Kurikulum ini mengedepankan pendekatan berbasis nilai kasih sayang. Pembelajaran tidak lagi sekadar transfer ilmu, melainkan juga proses internalisasi nilai-nilai: akhlak mulia, moderasi beragama, dan penguatan spiritual. Pendidikan bukan sekadar mengejar pengetahuan atau angka di atas kertas, melainkan proses memanusiakan manusia—membangun jiwa yang sadar akan perannya sebagai rahmatan lil alamin. Kurikulum Cinta mengingatkan bahwa keberhasilan pendidikan bukan hanya diukur dari capaian akademik, melainkan juga dari tumbuhnya sikap dan karakter mulia. Ia membawa harapan bahwa generasi emas yang sedang kita bangun bukan hanya akan cerdas secara intelektual, tetapi juga kuat dalam moral dan spiritual.
Bagi pembelajar Bahasa Inggris, Kurikulum Cinta memperluas dimensi makna belajar bahasa asing. Mempelajari bahasa lain bukan hanya untuk tujuan praktis, tetapi juga bagian dari ikhtiar memahami firman Allah dalam QS. Ar-Rum: 22; dan QS. Al-Hujurat: 13.
“Dan di antara tanda-tanda kekuasaan-Nya ialah penciptaan langit dan bumi, serta perbedaan bahasa dan warna kulitmu. Sesungguhnya pada yang demikian itu benar-benar terdapat tanda-tanda bagi orang-orang yang berilmu.” (QS. Ar-Rum: 22)
“Wahai manusia, sesungguhnya Kami menciptakan kamu dari seorang laki-laki dan seorang perempuan, lalu Kami jadikan kamu berbangsa-bangsa dan bersuku-suku agar kamu saling mengenal. Sesungguhnya yang paling mulia di antara kamu di sisi Allah ialah yang paling bertakwa.” (QS. Al-Hujurat: 13)
Perbedaan bahasa, warna kulit, dan suku bangsa adalah manifestasi dari kekuasaan Allah. Ia bukan untuk dipertentangkan, melainkan untuk dipahami, dihargai, dan dijadikan jalan untuk saling mengenal. Kurikulum Cinta membimbing para pendidik dan siswa untuk menyadari bahwa mempelajari bahasa asing adalah bagian dari membangun empati lintas budaya dan menumbuhkan rasa hormat terhadap sesama umat manusia.

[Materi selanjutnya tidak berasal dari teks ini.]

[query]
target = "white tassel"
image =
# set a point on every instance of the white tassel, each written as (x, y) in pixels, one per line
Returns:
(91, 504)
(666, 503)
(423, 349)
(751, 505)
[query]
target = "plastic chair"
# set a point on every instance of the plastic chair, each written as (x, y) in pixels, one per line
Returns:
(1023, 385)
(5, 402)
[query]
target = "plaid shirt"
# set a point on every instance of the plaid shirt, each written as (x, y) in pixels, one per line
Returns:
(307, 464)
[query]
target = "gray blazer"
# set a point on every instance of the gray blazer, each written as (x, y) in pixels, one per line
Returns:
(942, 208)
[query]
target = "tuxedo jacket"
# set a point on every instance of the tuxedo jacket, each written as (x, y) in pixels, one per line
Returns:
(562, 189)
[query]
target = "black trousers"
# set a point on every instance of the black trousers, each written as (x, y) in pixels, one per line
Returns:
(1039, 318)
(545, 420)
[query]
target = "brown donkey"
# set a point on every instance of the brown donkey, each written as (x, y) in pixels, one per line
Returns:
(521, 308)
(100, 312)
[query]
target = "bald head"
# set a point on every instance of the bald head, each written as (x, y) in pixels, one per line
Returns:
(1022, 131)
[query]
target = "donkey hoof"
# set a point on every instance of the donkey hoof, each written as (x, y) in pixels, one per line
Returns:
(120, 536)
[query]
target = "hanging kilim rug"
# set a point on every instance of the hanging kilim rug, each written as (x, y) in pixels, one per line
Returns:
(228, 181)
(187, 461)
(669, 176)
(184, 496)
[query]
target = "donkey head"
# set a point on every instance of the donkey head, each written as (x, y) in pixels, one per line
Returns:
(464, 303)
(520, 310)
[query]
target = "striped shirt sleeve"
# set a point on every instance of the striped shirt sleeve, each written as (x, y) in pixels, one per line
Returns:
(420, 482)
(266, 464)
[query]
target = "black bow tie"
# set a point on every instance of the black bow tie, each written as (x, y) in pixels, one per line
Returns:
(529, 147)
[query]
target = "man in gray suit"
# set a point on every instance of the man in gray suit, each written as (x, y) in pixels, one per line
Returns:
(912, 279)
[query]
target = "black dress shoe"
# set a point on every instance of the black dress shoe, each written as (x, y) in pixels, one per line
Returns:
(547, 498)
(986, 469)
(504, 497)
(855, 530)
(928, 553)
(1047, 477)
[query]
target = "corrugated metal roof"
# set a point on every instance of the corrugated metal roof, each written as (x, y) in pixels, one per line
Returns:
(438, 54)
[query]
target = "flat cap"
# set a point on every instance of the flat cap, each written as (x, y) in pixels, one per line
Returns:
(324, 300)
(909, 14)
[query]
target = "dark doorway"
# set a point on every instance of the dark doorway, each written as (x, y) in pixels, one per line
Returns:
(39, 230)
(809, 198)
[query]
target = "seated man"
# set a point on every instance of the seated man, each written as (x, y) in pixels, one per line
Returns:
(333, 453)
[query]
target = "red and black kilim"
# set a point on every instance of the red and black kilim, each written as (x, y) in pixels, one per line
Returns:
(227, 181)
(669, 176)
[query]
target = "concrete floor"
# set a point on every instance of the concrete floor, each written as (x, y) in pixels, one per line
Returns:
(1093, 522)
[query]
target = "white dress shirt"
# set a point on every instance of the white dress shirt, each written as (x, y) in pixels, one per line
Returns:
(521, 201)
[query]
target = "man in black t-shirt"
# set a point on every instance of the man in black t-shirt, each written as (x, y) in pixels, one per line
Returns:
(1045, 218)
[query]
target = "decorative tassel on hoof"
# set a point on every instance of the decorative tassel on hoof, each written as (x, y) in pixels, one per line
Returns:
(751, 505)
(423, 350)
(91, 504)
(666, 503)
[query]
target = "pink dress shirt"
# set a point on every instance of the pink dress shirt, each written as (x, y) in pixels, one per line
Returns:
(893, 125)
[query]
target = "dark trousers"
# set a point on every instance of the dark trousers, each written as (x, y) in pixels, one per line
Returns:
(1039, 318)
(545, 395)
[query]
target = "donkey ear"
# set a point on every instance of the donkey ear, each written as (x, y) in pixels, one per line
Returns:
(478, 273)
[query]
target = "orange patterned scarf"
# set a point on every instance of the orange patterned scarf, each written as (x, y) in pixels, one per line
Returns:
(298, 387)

Dengan demikian, pembelajaran Bahasa Inggris tidak lagi hanya berfokus pada struktur kalimat dan pelafalan, melainkan juga menjadi media untuk menyampaikan pesan kasih, menghargai keberagaman, dan membentuk karakter siswa yang moderat dan inklusif. Siswa diajak untuk tidak hanya mencintai bahasa, tetapi juga mencintai sesama makhluk Tuhan—dengan akhlak yang mulia dan hati yang lapang.